Just alright, alright, alright: Friends Laud Linklater’s Adulthood

Michael Dunaway Tara Wood's  21 Years: Richard Linklater Traditionally speaking, retrospectives of prominent people tend to transpire as an ode after the fact or as a memoriam piece. Though the director has an impressive number of films under his belt, recently topped by the critically acclaimed and charmer Boyhood, Michael Dunaway and Tara Wood’s 21 Years: Richard Linklater seems to come at an incidental time–it demarcating or capitalizing on what is unclear. Composed mostly of star-studded (Matthew McConaughey, Ethan Hawke, Jack Black to name a few) albeit conventional talking heads reminiscing on their working relationships with Linklater, the documentary does not articulate any unprecedented insight or exclusive commentary. Ultimately the effort feels lackluster though it will most likely find a place of honor within the insular community and cult following that Linklater has cultivated.

Linklater’s own quote “the truth will only be told over a career” introduces a pastiche of colleagues singing praises, clips of his work and Linklater himself, and paltry animation that fails to break up the monotony. They describe the auteur as an actors’ director and elaborate upon his open-minded approach to filmmaking that allows dialogue to be improvised and things to just happen as they come. Aptly put, this idiosyncratic style and collaborative spirit has created a viable brand for Linklater whose work showcases willingly returning actors and has spurred like-minded projects. The insight that the actors and colleagues share is gracious but never truly rises above niceties (though McConaughey’s energy is rather contagious). Although interesting to hear about the inside trade, the audience is kept at bay, never offered a full invitation to see or experience the man behind the films.
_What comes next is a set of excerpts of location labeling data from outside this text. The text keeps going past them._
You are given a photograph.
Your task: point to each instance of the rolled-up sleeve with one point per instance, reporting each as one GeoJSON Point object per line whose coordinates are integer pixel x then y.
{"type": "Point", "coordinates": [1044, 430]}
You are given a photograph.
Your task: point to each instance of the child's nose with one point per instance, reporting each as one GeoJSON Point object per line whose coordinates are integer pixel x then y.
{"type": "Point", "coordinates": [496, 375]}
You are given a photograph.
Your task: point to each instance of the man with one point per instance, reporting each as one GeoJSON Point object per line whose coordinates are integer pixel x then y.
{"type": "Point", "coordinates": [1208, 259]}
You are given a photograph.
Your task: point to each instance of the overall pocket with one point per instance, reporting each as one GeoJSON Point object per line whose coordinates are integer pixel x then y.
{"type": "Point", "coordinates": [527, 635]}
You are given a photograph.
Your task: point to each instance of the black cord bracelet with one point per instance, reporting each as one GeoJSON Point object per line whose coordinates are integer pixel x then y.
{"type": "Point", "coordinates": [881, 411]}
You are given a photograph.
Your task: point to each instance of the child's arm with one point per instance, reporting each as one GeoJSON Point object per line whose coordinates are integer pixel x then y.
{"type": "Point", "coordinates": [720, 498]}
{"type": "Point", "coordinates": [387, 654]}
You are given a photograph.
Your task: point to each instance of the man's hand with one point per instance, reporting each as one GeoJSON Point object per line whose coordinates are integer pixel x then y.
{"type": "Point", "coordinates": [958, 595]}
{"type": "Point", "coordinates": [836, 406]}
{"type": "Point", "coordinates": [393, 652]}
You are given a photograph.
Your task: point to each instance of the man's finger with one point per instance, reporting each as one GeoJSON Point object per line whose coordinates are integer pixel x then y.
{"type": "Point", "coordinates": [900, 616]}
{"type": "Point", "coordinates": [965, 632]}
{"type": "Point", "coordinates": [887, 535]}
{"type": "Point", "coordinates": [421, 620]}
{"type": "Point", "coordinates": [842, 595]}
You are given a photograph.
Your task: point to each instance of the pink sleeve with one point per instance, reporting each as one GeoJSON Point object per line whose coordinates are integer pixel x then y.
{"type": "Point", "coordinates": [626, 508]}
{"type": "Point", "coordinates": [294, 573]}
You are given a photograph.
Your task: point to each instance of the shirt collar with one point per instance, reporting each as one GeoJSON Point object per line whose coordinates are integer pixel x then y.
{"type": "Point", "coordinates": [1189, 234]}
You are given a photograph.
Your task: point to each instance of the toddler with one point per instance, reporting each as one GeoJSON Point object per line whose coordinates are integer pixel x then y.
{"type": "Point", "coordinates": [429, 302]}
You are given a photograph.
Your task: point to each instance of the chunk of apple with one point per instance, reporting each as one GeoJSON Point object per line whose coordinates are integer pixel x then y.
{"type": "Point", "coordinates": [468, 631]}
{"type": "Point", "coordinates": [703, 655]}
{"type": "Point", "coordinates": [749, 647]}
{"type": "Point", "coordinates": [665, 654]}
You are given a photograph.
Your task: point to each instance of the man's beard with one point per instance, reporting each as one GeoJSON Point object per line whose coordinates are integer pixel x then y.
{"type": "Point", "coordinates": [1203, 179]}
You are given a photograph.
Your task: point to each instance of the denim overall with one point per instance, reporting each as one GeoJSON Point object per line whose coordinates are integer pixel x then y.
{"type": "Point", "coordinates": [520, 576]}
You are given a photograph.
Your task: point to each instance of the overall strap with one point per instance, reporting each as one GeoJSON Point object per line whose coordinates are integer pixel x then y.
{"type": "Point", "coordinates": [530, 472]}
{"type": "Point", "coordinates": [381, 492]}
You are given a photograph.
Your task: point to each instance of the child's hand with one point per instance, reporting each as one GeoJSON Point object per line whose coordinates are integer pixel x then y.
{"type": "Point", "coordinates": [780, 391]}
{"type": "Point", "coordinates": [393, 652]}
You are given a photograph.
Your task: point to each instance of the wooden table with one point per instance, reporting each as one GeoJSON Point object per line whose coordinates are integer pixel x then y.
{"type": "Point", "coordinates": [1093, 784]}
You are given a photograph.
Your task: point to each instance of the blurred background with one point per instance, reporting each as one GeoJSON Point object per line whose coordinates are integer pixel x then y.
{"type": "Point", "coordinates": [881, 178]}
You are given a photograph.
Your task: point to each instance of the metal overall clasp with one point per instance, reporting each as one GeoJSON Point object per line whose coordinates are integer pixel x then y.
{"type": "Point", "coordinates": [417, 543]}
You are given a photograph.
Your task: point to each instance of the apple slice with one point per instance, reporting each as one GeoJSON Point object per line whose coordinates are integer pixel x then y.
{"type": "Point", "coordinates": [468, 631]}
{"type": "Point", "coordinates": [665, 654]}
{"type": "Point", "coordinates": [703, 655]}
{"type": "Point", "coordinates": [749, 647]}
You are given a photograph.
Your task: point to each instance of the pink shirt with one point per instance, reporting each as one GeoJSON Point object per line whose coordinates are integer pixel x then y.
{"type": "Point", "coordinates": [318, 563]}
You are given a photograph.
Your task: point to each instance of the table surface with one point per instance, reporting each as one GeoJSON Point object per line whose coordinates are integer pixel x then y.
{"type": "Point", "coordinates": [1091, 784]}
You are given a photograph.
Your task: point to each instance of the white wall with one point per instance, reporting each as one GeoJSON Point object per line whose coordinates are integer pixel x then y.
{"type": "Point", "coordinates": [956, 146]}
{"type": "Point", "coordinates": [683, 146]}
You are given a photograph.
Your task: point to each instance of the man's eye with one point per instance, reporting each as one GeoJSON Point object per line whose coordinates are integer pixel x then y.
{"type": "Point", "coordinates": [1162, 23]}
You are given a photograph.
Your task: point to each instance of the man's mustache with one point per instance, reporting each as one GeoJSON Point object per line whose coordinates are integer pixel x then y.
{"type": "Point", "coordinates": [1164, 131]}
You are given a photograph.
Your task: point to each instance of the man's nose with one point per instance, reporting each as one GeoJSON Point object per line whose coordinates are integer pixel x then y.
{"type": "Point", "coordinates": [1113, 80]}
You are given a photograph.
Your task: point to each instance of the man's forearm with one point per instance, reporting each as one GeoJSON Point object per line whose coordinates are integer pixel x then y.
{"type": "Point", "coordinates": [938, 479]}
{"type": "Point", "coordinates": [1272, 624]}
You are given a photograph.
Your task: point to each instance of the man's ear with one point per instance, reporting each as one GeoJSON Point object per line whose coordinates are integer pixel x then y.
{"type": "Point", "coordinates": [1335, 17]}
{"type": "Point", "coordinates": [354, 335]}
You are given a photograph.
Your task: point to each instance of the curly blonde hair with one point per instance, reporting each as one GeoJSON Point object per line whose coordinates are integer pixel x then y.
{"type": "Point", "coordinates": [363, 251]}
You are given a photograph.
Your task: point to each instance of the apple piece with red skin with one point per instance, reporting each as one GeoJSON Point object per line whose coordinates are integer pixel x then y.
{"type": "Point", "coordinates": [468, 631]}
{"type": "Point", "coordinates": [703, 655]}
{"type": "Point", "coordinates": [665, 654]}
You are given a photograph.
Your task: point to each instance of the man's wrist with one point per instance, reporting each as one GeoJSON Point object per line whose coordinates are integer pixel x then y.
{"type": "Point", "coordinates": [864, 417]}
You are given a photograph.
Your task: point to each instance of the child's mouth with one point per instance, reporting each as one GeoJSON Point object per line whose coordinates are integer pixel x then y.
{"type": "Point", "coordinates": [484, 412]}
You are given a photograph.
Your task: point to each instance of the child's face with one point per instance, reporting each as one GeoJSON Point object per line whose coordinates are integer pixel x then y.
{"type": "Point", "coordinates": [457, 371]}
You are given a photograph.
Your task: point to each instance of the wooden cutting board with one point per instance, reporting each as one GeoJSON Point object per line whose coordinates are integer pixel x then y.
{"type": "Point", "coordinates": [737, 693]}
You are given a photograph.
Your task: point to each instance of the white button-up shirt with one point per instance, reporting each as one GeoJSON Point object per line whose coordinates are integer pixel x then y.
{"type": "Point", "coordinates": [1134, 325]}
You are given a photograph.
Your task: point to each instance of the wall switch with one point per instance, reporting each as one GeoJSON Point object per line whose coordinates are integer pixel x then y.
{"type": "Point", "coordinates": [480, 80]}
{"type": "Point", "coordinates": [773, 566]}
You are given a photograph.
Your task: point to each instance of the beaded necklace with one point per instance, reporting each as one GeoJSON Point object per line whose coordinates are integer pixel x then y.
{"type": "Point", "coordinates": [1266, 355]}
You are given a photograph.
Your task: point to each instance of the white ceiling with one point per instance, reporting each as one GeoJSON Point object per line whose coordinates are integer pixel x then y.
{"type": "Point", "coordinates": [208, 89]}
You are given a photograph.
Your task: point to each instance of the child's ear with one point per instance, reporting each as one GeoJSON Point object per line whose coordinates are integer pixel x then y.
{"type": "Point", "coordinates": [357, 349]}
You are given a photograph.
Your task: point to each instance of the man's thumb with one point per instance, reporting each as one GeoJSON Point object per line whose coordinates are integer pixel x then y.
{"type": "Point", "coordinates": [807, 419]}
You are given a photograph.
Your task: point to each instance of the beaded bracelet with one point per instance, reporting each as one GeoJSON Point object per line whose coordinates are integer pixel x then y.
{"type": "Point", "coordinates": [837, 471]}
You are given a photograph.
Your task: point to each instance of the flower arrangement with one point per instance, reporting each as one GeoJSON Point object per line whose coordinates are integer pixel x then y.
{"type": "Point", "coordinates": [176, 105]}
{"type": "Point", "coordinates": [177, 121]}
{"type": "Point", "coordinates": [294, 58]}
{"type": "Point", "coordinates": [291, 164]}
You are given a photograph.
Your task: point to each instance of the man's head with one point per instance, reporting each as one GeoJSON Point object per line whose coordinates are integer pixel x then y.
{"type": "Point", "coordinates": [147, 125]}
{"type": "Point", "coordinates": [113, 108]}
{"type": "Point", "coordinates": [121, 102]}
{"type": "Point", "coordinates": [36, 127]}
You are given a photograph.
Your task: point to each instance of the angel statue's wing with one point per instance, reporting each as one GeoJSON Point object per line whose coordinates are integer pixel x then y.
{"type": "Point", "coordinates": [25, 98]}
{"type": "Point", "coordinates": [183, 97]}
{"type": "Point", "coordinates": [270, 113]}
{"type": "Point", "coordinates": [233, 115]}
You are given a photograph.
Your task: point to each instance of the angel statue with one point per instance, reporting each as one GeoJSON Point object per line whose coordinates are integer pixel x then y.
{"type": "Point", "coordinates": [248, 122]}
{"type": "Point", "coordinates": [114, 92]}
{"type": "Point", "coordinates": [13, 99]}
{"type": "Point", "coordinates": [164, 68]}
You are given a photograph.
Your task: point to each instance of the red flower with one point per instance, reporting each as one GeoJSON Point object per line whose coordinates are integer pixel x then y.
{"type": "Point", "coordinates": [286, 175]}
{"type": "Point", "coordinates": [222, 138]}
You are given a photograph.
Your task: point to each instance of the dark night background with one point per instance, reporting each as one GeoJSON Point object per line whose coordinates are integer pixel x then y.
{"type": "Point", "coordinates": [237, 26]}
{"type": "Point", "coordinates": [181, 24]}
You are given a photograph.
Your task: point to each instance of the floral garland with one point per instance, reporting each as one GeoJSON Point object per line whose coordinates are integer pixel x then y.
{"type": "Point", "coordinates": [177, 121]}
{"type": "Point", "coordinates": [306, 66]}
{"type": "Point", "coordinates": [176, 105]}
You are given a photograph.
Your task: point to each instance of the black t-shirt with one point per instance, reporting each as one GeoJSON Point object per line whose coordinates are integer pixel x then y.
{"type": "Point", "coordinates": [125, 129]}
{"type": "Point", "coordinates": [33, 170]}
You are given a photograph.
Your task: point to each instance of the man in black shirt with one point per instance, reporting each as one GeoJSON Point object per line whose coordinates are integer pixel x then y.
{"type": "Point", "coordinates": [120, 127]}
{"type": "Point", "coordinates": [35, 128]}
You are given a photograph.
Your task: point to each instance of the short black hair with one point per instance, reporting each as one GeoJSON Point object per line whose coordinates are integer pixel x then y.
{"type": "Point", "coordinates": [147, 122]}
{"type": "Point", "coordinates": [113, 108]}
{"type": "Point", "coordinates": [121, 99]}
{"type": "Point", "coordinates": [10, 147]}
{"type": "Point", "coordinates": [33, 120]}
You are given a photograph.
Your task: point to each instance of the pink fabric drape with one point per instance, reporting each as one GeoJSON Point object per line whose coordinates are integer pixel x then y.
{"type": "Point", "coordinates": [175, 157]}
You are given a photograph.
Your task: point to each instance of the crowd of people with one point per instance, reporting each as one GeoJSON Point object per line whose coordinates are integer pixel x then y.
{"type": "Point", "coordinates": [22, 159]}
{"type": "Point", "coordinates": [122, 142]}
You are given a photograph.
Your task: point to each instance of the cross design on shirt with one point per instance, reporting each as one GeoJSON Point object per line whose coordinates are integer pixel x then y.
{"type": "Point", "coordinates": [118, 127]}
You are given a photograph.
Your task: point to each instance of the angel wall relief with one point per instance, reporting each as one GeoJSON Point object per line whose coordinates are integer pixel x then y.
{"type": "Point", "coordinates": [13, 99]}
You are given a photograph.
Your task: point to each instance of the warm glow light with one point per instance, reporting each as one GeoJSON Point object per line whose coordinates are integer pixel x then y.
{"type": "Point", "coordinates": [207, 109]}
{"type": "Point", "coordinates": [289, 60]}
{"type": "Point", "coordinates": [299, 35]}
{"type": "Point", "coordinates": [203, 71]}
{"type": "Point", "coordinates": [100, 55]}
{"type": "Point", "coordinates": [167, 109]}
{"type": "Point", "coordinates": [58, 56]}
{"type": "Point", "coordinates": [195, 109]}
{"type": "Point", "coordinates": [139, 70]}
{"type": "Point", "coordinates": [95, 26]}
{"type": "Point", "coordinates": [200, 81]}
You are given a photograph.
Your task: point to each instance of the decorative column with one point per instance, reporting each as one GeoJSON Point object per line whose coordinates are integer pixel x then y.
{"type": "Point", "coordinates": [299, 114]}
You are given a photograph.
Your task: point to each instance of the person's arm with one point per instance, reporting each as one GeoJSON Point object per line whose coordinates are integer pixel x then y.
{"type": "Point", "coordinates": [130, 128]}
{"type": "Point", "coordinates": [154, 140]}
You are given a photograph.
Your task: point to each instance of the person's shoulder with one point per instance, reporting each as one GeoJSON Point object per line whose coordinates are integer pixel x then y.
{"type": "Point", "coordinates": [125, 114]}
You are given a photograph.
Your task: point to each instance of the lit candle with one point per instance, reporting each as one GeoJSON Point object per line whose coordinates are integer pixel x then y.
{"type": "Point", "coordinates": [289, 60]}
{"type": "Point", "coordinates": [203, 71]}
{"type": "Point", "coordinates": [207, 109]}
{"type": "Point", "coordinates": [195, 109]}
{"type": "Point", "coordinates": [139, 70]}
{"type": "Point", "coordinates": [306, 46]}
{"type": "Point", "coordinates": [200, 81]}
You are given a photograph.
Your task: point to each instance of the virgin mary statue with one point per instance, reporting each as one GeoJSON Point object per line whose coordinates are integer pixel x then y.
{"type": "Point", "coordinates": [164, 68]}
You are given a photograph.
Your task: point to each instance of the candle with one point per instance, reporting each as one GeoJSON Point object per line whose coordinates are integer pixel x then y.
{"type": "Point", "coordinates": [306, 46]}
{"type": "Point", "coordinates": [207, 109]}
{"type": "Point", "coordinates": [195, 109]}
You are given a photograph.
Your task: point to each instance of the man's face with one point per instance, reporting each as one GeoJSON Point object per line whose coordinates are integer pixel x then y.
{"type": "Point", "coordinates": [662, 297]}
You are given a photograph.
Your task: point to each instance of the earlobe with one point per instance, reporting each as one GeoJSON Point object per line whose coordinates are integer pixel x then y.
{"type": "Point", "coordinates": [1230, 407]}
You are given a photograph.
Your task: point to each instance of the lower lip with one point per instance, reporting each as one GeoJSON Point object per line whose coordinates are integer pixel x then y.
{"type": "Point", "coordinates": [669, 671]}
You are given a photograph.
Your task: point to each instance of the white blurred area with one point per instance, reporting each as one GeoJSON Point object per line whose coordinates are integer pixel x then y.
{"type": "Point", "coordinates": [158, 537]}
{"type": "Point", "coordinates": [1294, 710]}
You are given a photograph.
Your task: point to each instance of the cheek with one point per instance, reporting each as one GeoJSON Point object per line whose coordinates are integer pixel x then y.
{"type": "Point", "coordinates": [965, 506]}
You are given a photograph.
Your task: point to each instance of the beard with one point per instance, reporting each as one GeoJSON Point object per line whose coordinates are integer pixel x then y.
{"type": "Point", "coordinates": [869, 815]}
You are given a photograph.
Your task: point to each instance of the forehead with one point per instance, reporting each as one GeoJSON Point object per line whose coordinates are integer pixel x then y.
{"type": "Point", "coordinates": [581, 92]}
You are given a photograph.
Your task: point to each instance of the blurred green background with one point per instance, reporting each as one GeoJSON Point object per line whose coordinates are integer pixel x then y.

Even an intimate behind the scene every now and then would have helped to emphasize the filmmakers Dunaway and Wood’s enthusiasm for the director and his successful yet under-the-radar career.

The documentary is short of extraordinary; it skims the surface of a filmmaker who not only seemingly created his brand with his own two hands but also helped put a city on the filmmaking map. Since his early beginnings circa 1991’s Slacker, the Austinite has become a main pillar in the city’s growing film community in taking an active role in building and fortifying the filmmaking spirit such as co-founding the Austin Film Society. Amicably referred to as Rick, he is one of the more prominent faces to a cultural hub that is so divergent from typical Hollywood. If Hollywood is the bratty popular cool clique, then Austin’s the stoners. And if Linklater’s success is any indicator, people find that distinction pretty alright, alright, alright.